Placeholder Alt Text

Shohei in L.A.

OMA unveils fresh renderings for its first cultural project in Los Angeles
The Office of Metropolitan Architecture (OMA), Gruen Associates, and Studio-MLA are working toward a November 11 groundbreaking for the new Audrey Irmas Pavilion, an addition to the historic Wilshire Boulevard Temple in Los Angeles. Ahead of this weekend’s groundbreaking ceremony, OMA has unveiled a batch of new renderings of the 55,000-square-foot cultural center. The two-story, trapezoidal pavilion will contain two large event spaces within its sloped walls, including a rooftop terrace designed by Studio-MLA. The main gathering space along the ground floor will be elliptical in nature and will provide arched openings along two of the principal facades. The second space will run perpendicular to the ground floor space and will be outlined as a trapezoid along the opposing set of exterior walls. The terrace will stream daylight through the pavilion via a circular opening. The addition will allow the temple to offer supportive services for its congregants, including hot meal programs and medical clinics, Urbanize.LA reported. Renderings for the project depict a singular volume skinned with hexagonal stone cladding, with each of the stone tiles containing a rectangular glass block at its center. Gruen Associates is working as the executive architect for the project, which was designed by OMA partners Shohei Shigematsu and Rem Koolhaas.

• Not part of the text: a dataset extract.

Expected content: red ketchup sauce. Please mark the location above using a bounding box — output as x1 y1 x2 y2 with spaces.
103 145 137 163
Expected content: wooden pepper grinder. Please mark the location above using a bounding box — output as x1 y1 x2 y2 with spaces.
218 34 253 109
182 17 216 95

In a press release announcing the groundbreaking, Shigematsu said, “Focusing on communicating the energy of gathering and exchange, the pavilion is an active gesture, shaped by respectful moves away from the surrounding historic buildings, reaching out onto Wilshire Boulevard to create a new presence.” Shigematsu added, “We are thrilled to break ground on this significant project that will provide a new anchor for the Wilshire Boulevard Temple and the broader Los Angeles community.” The project represents OMA’s first cultural commission in the region and will join the firm’s forthcoming First and Broadway Park—also designed in collaboration with Studio-MLA—in Downtown Los Angeles and The Plaza, a mixed-use shopping complex slated for Santa Monica, as other works under development nearby. Plans call for the Audrey Irmas Pavilion to be completed by 2020.